Jo’s talk, based on her book, looked at how and why a gulf exists between academic research into translation quality and real-life practices of quality assurance in the translation industry. Academic theorists and industry practitioners look at the quality of a translation from very different sets of needs and goals. In the world of practical translation, the key drivers are client satisfaction and the return on investment, which require different approaches to quality assurance from the sort of quality assessment theory models devised by academics. This does not, says Jo, mean that the approach to quality in professional translation is (as the academic theorists believe) “atheoretical” or “impressionistic”.
Jo spent a great deal of time visiting a wide range of industry players in the course of her research and explains that, broadly speaking, approaches to quality can be split into “top-down” and “bottom-up”, with various hybrids of the two in-between. We were then split into two groups and asked to look at two extreme examples of “top-down” and “bottom-up” quality assurance — “maximalist model” and “crowdsourced model” and consider the advantages and disadvantages of each model in terms of quality assurance.
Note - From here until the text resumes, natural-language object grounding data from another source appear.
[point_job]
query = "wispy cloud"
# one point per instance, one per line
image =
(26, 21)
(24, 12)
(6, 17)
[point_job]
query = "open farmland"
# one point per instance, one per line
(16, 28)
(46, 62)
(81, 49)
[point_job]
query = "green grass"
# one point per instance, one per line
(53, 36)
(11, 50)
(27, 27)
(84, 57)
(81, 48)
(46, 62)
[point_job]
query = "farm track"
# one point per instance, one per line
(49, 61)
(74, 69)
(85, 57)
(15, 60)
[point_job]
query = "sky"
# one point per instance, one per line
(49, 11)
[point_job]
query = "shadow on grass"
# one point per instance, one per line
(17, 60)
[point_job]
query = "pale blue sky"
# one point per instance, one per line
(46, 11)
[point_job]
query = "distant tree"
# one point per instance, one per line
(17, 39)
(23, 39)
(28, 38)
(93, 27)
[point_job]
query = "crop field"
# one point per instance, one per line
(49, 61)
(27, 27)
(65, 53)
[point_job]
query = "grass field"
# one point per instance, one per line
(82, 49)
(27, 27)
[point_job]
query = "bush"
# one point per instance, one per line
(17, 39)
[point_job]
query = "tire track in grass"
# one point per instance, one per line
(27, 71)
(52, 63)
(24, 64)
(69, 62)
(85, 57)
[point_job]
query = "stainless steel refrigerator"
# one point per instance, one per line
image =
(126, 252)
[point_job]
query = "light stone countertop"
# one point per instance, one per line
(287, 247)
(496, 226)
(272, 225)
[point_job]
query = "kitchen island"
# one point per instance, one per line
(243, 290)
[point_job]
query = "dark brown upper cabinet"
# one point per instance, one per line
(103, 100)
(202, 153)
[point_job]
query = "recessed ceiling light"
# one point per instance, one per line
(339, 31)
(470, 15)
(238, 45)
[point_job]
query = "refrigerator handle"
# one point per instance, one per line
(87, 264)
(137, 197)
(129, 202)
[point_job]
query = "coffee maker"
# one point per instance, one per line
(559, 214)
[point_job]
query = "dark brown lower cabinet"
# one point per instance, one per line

The maximalist model is where the aim is a total control of quality throughout the (mostly in-house) translation process with numerous checks along the way, whereas the crowdsourced model relies on the participating volunteers to control quality themselves in a continual and organic manner through peer discussions and user feedback.

We were all ready for some refuelling after this exercise, so off we went, shivering in the cold wind (the balmy summer day the weather forecasters promised us didn’t materialise), to a nearby pub for lunch. The lunch consisted of a big cheese-and-antipasti board, which made an impressive sight as it entered the room.
The afternoon session is always tricky with a dangerous combination of full stomachs and tired brains all around the room. What we needed was some practical group work to keep us awake and engaged, and that’s exactly what we got. J-Net holds an annual translation competition, with a short text each for Japanese-to-English and English-to-Japanese translation. This year, we decided to use these texts for a practical translation session at the workshop, which I think was a great idea. We were split into groups of four, each with Japanese and English native speakers, and set to work on the two competition texts. The idea was for each group to take on a chunk from each text to translate, then put them together, polish up with input from all the groups and enter the finished results in the competition. I suppose this was not unlike the crowdsourced TQA model presented earlier in the morning session. We are now waiting for the results of the competition to be announced. Will the crowd beat individual entrants? We shall see…
The last programme of the day was, of course, the post-workshop networking dinner. The venue was an atmospheric restaurant called Marrakesh (no prize for guessing the style of food offerred). We shared a huge “Marrakesh Mezze”, which was delicious and a good value for money. We spent hours eating, drinking, catching up and swapping stories until it dawned on us that the restaurant had filled up and there were people waiting for tables to be vacated. There was an option of continuing the chat at a nearby pub, but I decided to go back to my hotel for the night as I was in serious need of sleep by then (so serious that I even decided to miss the local salsa party!). There was also a Sunday programme, a walk around the Newstead Abbey, which I was unfortunately unable to join as I had a train to catch.
This year’s summer workshop was a departure from the norm. Getting an external speaker, using the annual competition as part of the practical session and adding a Sunday social programme were all new ideas that came up at the AGM, and I think they all worked very well. The next workshop will be held in January 2014, and I’m looking forward to it already.